Today French President Sarkozy reportedly is lobbying President Obama to delay the U.S. government’s decision to award its $35 billion contract for the Air Force’s new refueling tanker. Sarkozy wants the contract for Northrop-EADS, a heavily subsidized French defense firm that recently pulled its proposal from the bidding process. Northrup-EADS now is mounting a huge public relations campaign to get the U.S. government to reverse what it regards as an unfair advantage for Boeing, which says the competition is fair.
If Northrup-EADS won the contract, most of the jobs would be in Europe. The few thousand jobs created here under an EADS contract would be low-paid assembly jobs with no union representation. Meanwhile, there are some 17 million jobless workers in this nation, and as leaders of two AFL-CIO constituency groups point out, granting the contract to Boeing would create at least 50,000 family-supporting jobs, save taxpayer dollars and protect fair trade laws.
In a letter to the Seattle Times, Malcolm Amado Uno, executive director of the Asian Pacific American Labor Alliance (APALA), writes:
If President Obama wants to keep us moving in the right direction, he’ll stand up to European pressure on the tanker contract and create 50,000 U.S. jobs by purchasing an American-made tanker. Illegally subsidized French companies have no right to tell the Air Force how to spend U.S. taxpayer money.
Clayola Brown, president of the A. Philip Randolph Institute (APRI), in a letter to the Battle Creek (Mich.) Inquirer, lays it on the line:
We can’t afford to waste $35 billion on a foreign-made hunk of junk that won’t get the job done. Congress and the Pentagon should buy the Boeing tanker, create 50,000 U.S. jobs and tell Airbus to take a hike.
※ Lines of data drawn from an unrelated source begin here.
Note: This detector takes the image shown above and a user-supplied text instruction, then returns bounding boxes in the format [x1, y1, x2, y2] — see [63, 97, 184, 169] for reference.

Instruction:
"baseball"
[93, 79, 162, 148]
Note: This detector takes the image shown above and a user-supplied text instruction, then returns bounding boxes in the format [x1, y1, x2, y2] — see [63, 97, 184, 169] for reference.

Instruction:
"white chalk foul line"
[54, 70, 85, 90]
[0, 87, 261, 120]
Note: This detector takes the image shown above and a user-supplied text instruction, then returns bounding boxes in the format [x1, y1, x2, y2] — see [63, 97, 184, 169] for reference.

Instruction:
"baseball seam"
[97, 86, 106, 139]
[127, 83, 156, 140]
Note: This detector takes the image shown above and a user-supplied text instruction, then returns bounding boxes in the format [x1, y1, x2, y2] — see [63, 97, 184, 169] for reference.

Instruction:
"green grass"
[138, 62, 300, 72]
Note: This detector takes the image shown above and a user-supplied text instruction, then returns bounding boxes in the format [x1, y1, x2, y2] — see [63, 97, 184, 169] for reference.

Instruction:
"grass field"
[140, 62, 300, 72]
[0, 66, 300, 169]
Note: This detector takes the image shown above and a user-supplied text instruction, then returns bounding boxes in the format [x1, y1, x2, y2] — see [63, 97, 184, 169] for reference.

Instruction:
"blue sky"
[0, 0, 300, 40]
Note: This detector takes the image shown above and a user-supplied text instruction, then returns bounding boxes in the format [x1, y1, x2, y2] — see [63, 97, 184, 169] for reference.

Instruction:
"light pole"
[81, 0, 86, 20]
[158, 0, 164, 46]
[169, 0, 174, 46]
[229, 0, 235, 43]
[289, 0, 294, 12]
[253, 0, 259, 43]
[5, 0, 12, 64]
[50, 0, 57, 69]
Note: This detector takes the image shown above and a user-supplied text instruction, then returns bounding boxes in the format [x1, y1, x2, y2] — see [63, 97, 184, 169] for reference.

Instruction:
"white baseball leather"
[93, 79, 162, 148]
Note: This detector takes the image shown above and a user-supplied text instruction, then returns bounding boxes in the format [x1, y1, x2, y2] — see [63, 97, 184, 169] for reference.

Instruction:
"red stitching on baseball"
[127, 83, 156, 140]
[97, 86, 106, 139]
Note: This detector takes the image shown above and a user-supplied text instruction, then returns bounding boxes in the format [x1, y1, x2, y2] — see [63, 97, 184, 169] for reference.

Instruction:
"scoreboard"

Even conservatives see the benefit of awarding the contract to Boeing. In a new report, Robert Shapiro, CEO of the business consulting firm Sonecon, and Aparna Mathur, a resident scholar at the conservative American Enterprise Institute, say Boeing would create 10 times as many new U.S. jobs as Northrup-EADS. If Boeing develops and produces the tanker, it should lead to the creation of an estimated 62,605 to 70,706 new U.S. jobs over the life of the contract, the report says. And that doesn’t include jobs created by suppliers and other in the supply chain.
By contrast, if Airbus/Northrop-Grumman developed and produced the tanker, it whould lead to the creation of an estimated 5,113 to 7,080 new U.S. jobs over the life of the contract.
And here’s Kansas Republican Sen. Sam Brownback speaking on conservative talk radio yesterday:
We have tried repeatedly to get the Department of Defense to say look, if you illegally subsidize your aircraft, we are going to add the price of that subsidy onto the price of your aircraft, because this is illegal to do. And if you don’t do that, what will keep other countries from simply illegally subsidizing the development of another piece of hardware in our military system, but then they take away that business from the United States on an illegal basis, and hurting our job creation, and hurting our defense military establishment.
The tanker contract was rebid this year after the Government Accountability Office upheld Boeing’s protest of the original decision to award the contract to EADS and Northrup.